Question

Two balls of equal masses are thrown upwards along the same vertical direction at an interval of $2\, s$, with the same initial velocity of $39.2 \,m/s$. The two balls will collide at a height of

• A. 39.2 m
• B. 73.5 m
• C. 78.4 m
• D. 117.6 m

Answer 1

The Correct Option is D

The scenario is depicted in the diagram below.

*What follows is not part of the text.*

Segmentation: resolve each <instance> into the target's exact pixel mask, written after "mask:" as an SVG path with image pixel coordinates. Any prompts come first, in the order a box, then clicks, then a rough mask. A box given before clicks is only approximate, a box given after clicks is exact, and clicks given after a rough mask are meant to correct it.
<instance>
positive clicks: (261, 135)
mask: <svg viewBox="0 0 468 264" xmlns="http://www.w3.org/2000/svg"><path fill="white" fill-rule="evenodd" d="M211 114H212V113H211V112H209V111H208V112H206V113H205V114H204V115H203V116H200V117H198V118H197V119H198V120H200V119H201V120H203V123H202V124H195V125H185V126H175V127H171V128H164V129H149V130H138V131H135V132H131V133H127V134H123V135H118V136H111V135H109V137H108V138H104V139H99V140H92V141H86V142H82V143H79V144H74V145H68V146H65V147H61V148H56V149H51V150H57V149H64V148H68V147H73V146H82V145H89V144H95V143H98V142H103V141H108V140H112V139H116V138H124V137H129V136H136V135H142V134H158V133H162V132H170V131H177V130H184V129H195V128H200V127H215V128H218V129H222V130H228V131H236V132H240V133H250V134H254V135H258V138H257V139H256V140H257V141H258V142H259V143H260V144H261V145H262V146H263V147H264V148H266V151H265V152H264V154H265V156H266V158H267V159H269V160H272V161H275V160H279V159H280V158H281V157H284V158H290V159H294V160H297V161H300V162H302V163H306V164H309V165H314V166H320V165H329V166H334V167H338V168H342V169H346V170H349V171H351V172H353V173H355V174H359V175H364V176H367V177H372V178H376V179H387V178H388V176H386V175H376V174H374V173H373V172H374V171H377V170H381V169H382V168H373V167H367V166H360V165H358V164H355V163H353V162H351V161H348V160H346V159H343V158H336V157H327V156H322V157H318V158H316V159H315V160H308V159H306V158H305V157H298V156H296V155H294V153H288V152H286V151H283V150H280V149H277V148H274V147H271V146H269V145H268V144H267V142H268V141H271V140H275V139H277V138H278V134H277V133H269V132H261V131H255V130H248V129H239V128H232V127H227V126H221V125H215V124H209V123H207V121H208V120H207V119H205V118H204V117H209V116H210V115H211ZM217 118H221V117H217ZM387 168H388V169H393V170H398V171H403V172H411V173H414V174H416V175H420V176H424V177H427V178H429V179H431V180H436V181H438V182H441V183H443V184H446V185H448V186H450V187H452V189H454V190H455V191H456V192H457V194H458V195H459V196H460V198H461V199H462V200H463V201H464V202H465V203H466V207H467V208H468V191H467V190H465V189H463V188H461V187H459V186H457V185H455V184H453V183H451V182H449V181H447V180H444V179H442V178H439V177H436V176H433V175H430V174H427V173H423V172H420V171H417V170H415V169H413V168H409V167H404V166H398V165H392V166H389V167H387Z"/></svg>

 A is the starting position for both balls in this figure. B represents the highest point that the initial ball might reach, and C represents the point of impact.
 Given in the problem,\(u=39.2 \,ms^{-1}\)
Time till the 1st ball collides with the 2nd ball (t₁)=t sec
Time till the 2nd ball collides with the 1st ball (t₂)=(t₁−2) sec
Assume the two balls collide t seconds later, with the height of the point of collusion (point) from the ground equal to x. 
We obtain by applying the second equation of motion to the first ball 
⇒ \(s=ut+\frac{at^2}{2}\)
⇒ \(x=39.2\times t_1+\frac{1}{2}gt_1^{2}\) (In this case, gravity is the only external force acting on the ball.)
⇒ \(x= 39.2t_1+\frac{gt_1^2}{2}\) …………. (Equation 1)
We obtain by applying the second equation of motion to the second ball 
\(S=ut-\frac{1}{2}at^2\) 
⇒ \(x=39.2\times t_2-\frac{1}{2}gt_2^{2}\)
⇒ x = \(x=39.2 t_2-\frac{1}{2}gt_2^{2}\) 
⇒\(x=39.2\times (t_1-2)-\frac{1}{2}g(t_1-2)^{2}\)……….. (Equation 2) 
We obtain by substituting the value of x from equation 1 into equation 2. 
\(39.2 t_1-\frac{1}{2}gt_1^{2}=39.2\times (t_1-2)-\frac{1}{2}g(t_1-2)^{2}\)
⇒ \(39.2 t_1-\frac{1}{2}gt_1^{2}=\) \(39.2t_1-78.4-\frac{1}{2}gt_1^2-2g+2gt_1\) 
⇒ \(2g(t_1-1)=78.4\)
⇒ \(2\times9.8(t_1-1)=78.4\)
⇒ \(t_1-1 = 4\) 
⇒ \(t_1 =5 \,sec\)
Now, for calculating the distance of the point of collision from the ground (x) , we simply use the equation of speed for the second ball, i.e.
 Speed=\(\frac{x}{t_2}\) 
⇒ \(v=\frac{x}{t_1-2}\)
⇒ \(39.2=\frac{x}{3}\) 
⇒ x=117.6m
 Hence, option D is the correct option.